Another way of saying it: if we replace reps with dems such that instead of perm_replicates = draw_perm_reps(dems, reps, frac_yea_dems, 10000), it’s perm_replicates = draw_perm_reps(dems, dems, frac_yea_dems, 10000), then the hypothesis will surely show that party affiliation does not make a difference in the vote (which is the null hypothesis). If you run this code, you will get a p value of 50% (which makes sense, the permutations all will give similar answers), but as the reps data set deviates from dems, you will either start increasing away from a 50% p value or decreasing away from a 50% p value, so p = np.sum(perm_replicates <= 153/244) / len(perm_replicates) being small (<<1) OR large (near 1) should cause you to reject the null hypothesis, and a p value near 1/2 should cause you to accept the null hypothesis, right???

There must be something very basic I’m missing here, maybe someone could try to answer my questions and qualms directly or you could just explain the answer independently and maybe I’ll understand your explanation to a point where my qualms become absurd to me. I appreciate any help though =D

Good thinking, you have just described the difference between a one and two sided test. To get more into it, each time you do a simulation, you get a simulated fraction of Democrats who vote yea under the hypothesis that party affiliation plays no role.

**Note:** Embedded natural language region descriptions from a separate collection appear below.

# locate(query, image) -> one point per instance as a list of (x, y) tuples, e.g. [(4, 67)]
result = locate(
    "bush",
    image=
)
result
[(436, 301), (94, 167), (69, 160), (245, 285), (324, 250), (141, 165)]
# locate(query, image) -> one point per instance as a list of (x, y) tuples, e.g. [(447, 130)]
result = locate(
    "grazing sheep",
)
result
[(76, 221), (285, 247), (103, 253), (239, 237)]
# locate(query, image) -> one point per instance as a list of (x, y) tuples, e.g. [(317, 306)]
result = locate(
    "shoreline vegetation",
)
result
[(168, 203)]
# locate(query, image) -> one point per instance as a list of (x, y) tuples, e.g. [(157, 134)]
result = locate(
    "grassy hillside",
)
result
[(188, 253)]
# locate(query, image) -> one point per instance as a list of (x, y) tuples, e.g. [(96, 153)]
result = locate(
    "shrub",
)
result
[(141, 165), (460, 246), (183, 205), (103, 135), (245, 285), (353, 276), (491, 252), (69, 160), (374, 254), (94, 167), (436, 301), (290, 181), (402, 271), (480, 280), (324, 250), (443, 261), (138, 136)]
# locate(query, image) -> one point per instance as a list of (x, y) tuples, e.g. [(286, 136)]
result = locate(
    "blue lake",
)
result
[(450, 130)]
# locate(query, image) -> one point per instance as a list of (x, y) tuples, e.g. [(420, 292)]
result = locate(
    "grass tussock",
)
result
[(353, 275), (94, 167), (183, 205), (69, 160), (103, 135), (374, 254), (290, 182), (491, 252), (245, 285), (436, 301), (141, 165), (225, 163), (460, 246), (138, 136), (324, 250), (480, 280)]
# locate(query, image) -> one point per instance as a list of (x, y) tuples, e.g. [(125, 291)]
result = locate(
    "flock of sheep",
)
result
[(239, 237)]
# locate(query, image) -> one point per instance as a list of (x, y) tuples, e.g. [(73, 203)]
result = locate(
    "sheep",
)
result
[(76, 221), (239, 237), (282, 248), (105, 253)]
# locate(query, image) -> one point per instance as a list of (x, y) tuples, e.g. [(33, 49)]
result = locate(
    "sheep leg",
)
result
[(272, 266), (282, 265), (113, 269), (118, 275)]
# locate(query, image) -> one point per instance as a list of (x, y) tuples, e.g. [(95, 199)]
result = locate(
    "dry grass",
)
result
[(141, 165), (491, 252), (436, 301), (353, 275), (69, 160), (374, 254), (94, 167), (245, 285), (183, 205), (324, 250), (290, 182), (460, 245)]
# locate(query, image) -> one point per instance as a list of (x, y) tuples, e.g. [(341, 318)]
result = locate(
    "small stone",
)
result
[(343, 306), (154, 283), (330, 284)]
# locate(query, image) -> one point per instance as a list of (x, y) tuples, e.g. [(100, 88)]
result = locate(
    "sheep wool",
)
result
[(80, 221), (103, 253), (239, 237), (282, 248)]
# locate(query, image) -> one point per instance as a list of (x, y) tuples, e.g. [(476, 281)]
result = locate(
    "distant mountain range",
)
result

These simulated fractions build up a distribution, called the null distribution, and then we compare our given fraction of 153/244 to this distribution. We reject the null hypothesis if our given fraction is unusually small compared to the distribution of simulated ones. What I think you are saying is, shouldn't we also reject if the true fraction is unusually large compared to the null distribution? Wouldn't an unusually large fraction also be evidence that there is party-affiliation effect?

The answer is yes! Both an unusually small or large fraction could be evidence against the null hypothesis and you could set up the test to account for both. That is called two-sided test.

The question is where you want your power to be. Precisely: the alternative hypothesis is a big place. Under the alternative, party affiliation does play some role, but it could be in either direction. The DataCamp test is specifically designed to reject when Democrat is less likely to vote yea than a Republican. You could set up a test in the opposite direction that rejects if you have an unusually large fraction of Democrat yeas, and it would also be a valid test of this null hypothesis (that party doesn't make a difference). However, it wouldn't reject under this case, because the empirical fraction we saw is on the low side rather than the large side.

Your two-sided test would also be a valid test. But the most powerful test for cases where Democrats are in truth less likely to vote yea than Republicans would be DataCamp's test. And if you only care about rejecting the null hypothesis when it's Democrats who are less likely, rather than Republicans, then that is what you should use. But if you care about both possibilities, you should go for the two-sided test.

I assume DataCamp used a one-sided test because it's simpler to code, not because it's more appropriate to the situation.